O terceiro ponto prevê mudanças no comitê responsável pela nomeação de todos os juízes do país, inclusive os integrantes da Suprema Corte, chamado Comitê de Seleção Judicial (JSC).
Essa junta é formada por nove membros, dos quais quatro estão associados ao Executivo e Legislativo. A reforma pretende ampliar esse total para dar maioria permanente aos representantes do governo — que poderá, dessa forma, controlar as nomeações.
Além de tornar as indicações totalmente políticas e acabar com o balanço de poder no país, Amir Fuchs, afirma que, com a mudança, um único governo poderia se tornar responsável por nomear todos os juízes do Supremo, a depender de sua duração.
O país tem um histórico de primeiros-ministros que passam muitos anos no cargo. Benjamin Netanyahu, por exemplo, se tornou o chefe de governo mais longevo da história de Israel em 2019. Ele já dirigiu o país, somando todos os seus mandatos, por mais de 15 anos.
“Em Israel os juízes da Suprema Corte só ficam no cargo até os 70 anos e, por isso, temos mudanças constantes no tribunal.

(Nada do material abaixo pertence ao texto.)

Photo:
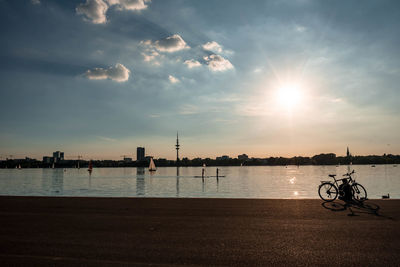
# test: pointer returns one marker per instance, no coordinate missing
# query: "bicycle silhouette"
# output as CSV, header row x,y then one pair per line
x,y
329,191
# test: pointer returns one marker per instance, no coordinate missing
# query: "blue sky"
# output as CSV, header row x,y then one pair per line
x,y
99,78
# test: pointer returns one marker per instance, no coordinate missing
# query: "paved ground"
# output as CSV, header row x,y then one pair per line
x,y
41,231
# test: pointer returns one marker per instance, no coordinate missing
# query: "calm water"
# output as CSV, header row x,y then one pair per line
x,y
239,182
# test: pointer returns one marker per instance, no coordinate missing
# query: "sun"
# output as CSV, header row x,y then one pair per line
x,y
289,95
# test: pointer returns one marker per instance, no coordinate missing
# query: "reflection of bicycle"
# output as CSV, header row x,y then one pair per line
x,y
328,191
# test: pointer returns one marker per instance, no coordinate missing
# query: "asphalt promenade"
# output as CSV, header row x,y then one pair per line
x,y
63,231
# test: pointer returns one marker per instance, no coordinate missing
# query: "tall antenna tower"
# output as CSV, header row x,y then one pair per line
x,y
177,148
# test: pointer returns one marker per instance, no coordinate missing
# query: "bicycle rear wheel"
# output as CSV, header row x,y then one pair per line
x,y
359,192
327,191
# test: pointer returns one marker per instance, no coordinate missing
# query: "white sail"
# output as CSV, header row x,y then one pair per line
x,y
152,166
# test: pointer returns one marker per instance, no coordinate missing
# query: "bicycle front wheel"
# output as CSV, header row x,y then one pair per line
x,y
327,191
359,192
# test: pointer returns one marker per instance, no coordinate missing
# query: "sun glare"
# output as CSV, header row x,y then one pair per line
x,y
289,95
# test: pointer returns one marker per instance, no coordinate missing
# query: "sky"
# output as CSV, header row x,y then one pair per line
x,y
98,78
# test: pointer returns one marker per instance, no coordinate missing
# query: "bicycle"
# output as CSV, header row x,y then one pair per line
x,y
329,191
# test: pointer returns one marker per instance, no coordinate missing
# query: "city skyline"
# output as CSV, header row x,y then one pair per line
x,y
270,78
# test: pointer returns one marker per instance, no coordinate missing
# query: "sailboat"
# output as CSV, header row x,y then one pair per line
x,y
152,166
90,168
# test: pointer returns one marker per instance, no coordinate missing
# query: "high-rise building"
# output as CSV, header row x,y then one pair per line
x,y
140,153
58,156
243,157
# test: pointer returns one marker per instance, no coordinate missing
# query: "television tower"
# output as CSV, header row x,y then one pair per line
x,y
177,148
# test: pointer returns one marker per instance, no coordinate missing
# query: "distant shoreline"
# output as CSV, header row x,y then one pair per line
x,y
200,166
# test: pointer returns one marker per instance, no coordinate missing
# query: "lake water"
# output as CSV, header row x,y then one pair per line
x,y
239,182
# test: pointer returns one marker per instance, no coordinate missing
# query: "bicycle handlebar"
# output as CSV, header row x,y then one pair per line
x,y
349,173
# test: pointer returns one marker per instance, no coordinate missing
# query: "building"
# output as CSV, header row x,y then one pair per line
x,y
58,156
243,157
224,157
126,159
140,155
47,159
177,148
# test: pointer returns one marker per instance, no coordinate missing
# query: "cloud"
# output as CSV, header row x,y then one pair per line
x,y
129,4
119,73
95,10
212,46
218,63
188,109
108,139
170,44
172,79
191,63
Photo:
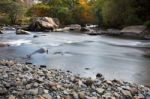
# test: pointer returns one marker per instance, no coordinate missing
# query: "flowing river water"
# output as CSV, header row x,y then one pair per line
x,y
82,54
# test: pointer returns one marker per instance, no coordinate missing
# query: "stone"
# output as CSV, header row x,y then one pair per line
x,y
127,94
40,90
43,66
3,91
81,95
33,91
47,96
100,90
140,96
133,90
74,95
43,24
99,75
11,97
1,32
22,32
67,97
109,82
28,86
89,82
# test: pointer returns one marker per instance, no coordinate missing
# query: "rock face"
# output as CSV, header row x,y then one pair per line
x,y
43,24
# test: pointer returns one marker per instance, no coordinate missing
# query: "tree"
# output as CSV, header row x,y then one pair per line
x,y
39,10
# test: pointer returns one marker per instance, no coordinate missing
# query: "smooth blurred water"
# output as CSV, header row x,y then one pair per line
x,y
113,57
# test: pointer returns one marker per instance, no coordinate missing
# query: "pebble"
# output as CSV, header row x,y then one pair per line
x,y
81,95
47,96
11,97
30,82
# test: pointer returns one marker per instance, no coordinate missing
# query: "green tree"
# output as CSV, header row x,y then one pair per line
x,y
13,9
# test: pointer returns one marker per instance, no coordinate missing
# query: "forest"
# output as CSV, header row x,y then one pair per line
x,y
107,13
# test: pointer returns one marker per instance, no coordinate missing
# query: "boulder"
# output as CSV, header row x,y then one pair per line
x,y
137,30
3,44
75,27
22,32
43,24
1,32
147,54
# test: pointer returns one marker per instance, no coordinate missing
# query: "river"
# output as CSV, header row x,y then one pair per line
x,y
82,54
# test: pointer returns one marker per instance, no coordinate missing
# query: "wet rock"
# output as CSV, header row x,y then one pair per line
x,y
100,90
127,94
67,97
35,36
11,97
88,82
43,66
99,75
140,96
3,91
81,95
29,82
40,90
47,96
28,63
33,91
75,95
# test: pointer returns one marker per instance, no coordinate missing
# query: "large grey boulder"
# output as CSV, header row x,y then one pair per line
x,y
22,32
147,54
137,30
43,24
75,27
3,44
1,32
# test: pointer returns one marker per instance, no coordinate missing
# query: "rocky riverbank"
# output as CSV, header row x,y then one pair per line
x,y
27,81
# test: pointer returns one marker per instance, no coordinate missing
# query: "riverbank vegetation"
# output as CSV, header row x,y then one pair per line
x,y
108,13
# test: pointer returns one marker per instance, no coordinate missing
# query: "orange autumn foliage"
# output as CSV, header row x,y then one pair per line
x,y
86,15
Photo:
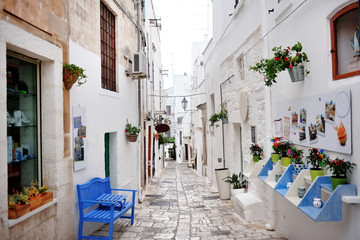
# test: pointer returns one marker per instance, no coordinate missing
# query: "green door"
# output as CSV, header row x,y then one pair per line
x,y
107,158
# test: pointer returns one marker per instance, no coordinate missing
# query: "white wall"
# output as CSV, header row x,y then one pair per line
x,y
106,113
253,32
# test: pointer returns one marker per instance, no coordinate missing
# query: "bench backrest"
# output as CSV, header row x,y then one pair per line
x,y
91,190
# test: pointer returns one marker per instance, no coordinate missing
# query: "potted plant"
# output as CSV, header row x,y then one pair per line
x,y
256,151
46,195
288,58
33,195
237,182
284,146
73,73
222,115
275,155
18,205
339,168
297,155
131,132
317,158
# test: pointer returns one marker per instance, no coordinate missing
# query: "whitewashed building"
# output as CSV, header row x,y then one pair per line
x,y
245,32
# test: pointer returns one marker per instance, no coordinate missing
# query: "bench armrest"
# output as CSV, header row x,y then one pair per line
x,y
125,190
98,202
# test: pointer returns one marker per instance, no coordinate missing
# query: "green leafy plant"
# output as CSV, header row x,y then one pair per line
x,y
317,158
17,198
339,167
237,181
296,155
218,116
283,59
283,147
131,130
73,73
275,145
256,150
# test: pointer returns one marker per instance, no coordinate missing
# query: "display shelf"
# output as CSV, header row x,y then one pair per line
x,y
281,186
278,169
253,169
292,194
331,210
265,170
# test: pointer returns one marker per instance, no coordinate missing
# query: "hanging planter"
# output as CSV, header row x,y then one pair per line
x,y
284,58
296,73
72,74
132,132
132,138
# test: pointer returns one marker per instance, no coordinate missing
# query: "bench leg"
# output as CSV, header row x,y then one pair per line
x,y
132,214
80,229
111,226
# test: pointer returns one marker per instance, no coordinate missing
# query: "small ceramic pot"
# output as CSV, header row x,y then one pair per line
x,y
301,192
317,202
277,177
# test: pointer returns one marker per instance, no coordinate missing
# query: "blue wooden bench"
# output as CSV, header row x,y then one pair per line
x,y
104,206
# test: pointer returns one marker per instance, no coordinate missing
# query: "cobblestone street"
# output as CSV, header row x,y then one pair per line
x,y
179,204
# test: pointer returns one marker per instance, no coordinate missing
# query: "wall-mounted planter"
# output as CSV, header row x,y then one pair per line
x,y
331,209
296,73
132,138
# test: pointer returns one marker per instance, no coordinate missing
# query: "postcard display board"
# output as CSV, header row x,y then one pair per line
x,y
79,138
322,121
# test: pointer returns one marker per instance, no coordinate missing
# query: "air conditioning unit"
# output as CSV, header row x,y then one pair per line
x,y
140,66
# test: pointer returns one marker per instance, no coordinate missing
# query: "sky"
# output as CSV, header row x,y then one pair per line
x,y
183,22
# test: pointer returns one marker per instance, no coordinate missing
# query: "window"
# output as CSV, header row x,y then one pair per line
x,y
343,25
23,135
108,58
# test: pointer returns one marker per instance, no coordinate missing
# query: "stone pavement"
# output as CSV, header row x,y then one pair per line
x,y
179,204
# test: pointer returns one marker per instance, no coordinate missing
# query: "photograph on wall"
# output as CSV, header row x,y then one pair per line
x,y
341,134
79,137
313,134
303,116
330,112
324,120
320,125
302,133
287,128
294,120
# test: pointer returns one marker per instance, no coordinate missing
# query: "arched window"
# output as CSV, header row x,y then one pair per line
x,y
343,26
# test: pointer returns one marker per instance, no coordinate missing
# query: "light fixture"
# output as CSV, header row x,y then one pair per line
x,y
184,103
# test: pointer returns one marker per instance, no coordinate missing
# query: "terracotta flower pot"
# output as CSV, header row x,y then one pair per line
x,y
47,197
132,138
19,210
69,79
275,157
35,202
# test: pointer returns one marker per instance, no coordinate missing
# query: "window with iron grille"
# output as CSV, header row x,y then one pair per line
x,y
108,58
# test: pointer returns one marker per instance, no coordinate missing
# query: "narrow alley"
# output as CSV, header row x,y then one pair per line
x,y
181,205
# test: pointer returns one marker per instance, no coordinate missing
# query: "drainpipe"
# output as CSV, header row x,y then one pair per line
x,y
222,123
138,21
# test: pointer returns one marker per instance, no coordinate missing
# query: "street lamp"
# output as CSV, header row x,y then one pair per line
x,y
184,103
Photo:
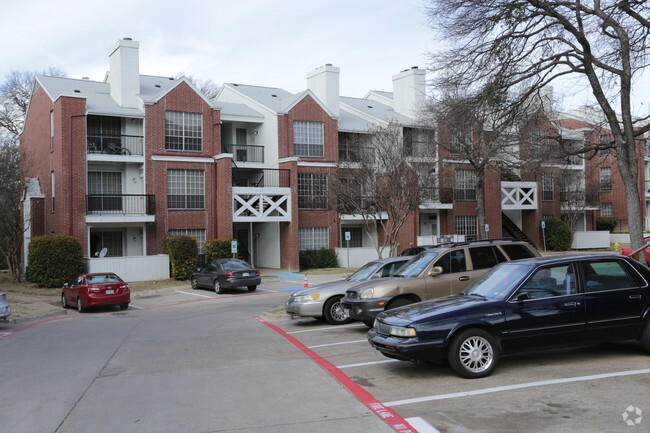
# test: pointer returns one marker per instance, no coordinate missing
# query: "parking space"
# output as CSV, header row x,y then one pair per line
x,y
587,389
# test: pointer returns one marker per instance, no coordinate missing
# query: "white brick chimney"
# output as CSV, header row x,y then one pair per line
x,y
124,76
409,91
324,82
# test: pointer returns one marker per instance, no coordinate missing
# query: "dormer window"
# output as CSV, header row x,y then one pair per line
x,y
183,131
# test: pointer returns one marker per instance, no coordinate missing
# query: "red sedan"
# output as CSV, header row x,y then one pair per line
x,y
626,251
92,290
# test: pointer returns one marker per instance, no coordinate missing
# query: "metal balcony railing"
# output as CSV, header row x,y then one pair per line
x,y
116,144
120,204
261,178
245,152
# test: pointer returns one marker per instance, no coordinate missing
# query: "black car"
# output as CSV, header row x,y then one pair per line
x,y
523,306
222,274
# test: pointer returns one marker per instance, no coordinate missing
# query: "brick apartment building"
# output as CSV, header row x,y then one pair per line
x,y
119,164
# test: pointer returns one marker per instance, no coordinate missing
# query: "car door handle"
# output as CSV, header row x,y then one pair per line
x,y
572,304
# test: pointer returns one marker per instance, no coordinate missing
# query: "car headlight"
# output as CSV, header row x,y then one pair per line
x,y
306,298
395,331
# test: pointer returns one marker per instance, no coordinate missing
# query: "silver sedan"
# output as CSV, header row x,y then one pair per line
x,y
323,300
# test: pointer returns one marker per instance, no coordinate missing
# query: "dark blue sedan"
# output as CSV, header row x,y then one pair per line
x,y
523,306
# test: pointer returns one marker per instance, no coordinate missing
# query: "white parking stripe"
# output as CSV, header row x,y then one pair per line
x,y
512,387
336,344
194,294
327,328
421,425
361,364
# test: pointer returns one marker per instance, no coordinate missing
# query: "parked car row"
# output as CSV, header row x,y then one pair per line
x,y
470,303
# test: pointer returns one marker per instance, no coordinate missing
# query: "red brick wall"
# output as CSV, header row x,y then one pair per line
x,y
183,98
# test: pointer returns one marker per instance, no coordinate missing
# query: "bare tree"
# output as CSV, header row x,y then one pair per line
x,y
11,190
480,131
382,177
528,44
14,98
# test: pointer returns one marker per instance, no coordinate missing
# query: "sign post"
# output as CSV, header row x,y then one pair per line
x,y
233,249
347,241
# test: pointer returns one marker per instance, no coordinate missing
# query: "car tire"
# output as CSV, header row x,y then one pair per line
x,y
645,337
217,287
473,353
333,312
400,302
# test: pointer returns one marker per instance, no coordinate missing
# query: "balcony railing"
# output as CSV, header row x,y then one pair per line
x,y
120,204
261,178
245,152
116,144
437,195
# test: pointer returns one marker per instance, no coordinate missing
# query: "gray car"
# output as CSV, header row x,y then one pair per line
x,y
323,300
5,309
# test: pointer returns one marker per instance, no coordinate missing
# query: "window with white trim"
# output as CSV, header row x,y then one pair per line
x,y
606,178
547,187
312,191
198,234
464,185
606,210
185,189
183,131
313,238
467,225
307,138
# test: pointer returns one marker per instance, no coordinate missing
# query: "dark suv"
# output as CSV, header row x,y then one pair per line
x,y
444,270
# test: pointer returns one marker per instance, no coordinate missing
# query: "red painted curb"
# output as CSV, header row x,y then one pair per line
x,y
398,423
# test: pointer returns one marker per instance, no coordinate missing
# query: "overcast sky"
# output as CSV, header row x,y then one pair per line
x,y
261,42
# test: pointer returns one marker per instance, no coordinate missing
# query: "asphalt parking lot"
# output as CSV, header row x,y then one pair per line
x,y
603,388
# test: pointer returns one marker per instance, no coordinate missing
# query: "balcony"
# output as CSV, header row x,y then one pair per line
x,y
519,195
244,152
261,178
120,207
115,144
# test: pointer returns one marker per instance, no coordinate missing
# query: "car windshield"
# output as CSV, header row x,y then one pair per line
x,y
498,282
234,265
415,266
365,272
104,278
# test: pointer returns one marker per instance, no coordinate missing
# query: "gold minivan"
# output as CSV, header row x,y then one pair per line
x,y
441,271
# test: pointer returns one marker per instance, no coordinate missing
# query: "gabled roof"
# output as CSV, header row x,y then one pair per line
x,y
373,110
275,99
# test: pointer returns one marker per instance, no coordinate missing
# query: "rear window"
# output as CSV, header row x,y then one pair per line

Se um governo permanecer no poder por oito anos, por exemplo, poderia garantir o apoio de toda a corte”, diz Fuchs.
Já o quarto ponto diz respeito à nomeação dos assessores jurídicos que integram os diferentes ministérios.
Essas posições foram criadas para assegurar o interesse público e os pareceres jurídicos emitidos por cada um deles são de cumprimento obrigatório para o governo.
A proposta atual quer transformar a função de assessor em cargos de confiança escolhidos pelos próprios ministros, acabar com a obrigatoriedade do cumprimento dos pareceres e permitir que o Estado tenha acesso à assessoria e representação jurídica privada perante os tribunais.
Quais seriam os impactos?
O principal impacto, segundo os especialistas consultados pela BBC News Brasil, é o fim do equilíbrio entre os Poderes.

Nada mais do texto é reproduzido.